但边春军却安慰她,“人的本性是可以隐藏的,以前她或许自卑,或许真的不在乎,等到了一个契机出现的时候,便把她骨子里的不甘心勾出来了,不是你这件事就是其他的事,早晚都有这一天。说白了还是欲壑难填,有太多想要的,凭借自己又达不到。她和丁越兴许也是相互利用。”

如今看向包秀萍,向思浓已经看淡。

包秀萍看着她却是一愣。

本以为两人就此别过,不想包秀萍却在她面前停下,“向思浓,我们说几句话?”

向思浓让向根生跟周猛去那边等她,说,“你说。
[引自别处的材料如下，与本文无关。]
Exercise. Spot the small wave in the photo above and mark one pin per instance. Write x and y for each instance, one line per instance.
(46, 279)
”

“你不怕我对你做什么?”

包秀萍说的很认真,向思浓也认真回答,“我这么跟你说,别看我现在怀着孕,我收拾你都不用我动腿,别说是你了,就是你跟你打大老板一起,我也不在话下。”

“那你……”

“唉,没办法啊,我就是有人疼,都不放心我啊。我带着人家里人放心啊。”

向思浓看着包秀萍眼睛里涌现出的复杂,笑道,“你看看,又开始嫉妒了,人有多大本事吃多少的饭,你现在都傍上老板了,何必还来我跟前找不痛快呢。”
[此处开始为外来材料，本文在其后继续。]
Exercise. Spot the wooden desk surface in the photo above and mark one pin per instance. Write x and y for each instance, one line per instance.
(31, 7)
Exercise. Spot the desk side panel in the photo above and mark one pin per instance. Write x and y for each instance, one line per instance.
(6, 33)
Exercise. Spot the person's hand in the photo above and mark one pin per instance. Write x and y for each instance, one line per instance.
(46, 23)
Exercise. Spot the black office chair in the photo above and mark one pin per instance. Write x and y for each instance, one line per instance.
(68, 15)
听到这话,包秀萍倒是没生气,反而幽幽道,“我有时候在想,如果我当初没产生那么多想法,会不会就不一样了。”

这样的问题最没必要说。

向思浓道,“没事儿的话我走了。”

包秀萍苦笑道,“你是不是挺看不起我的。”

“没有,因为你跟我没什么关系,你怎么样跟我更没关系。”向思浓实话实说,“不过有些方面我倒是挺佩服你的,能豁得出去,知道自己想要什么,但是你太不爱惜自己的身体了,以后你会是我教育孩子的反面教材。”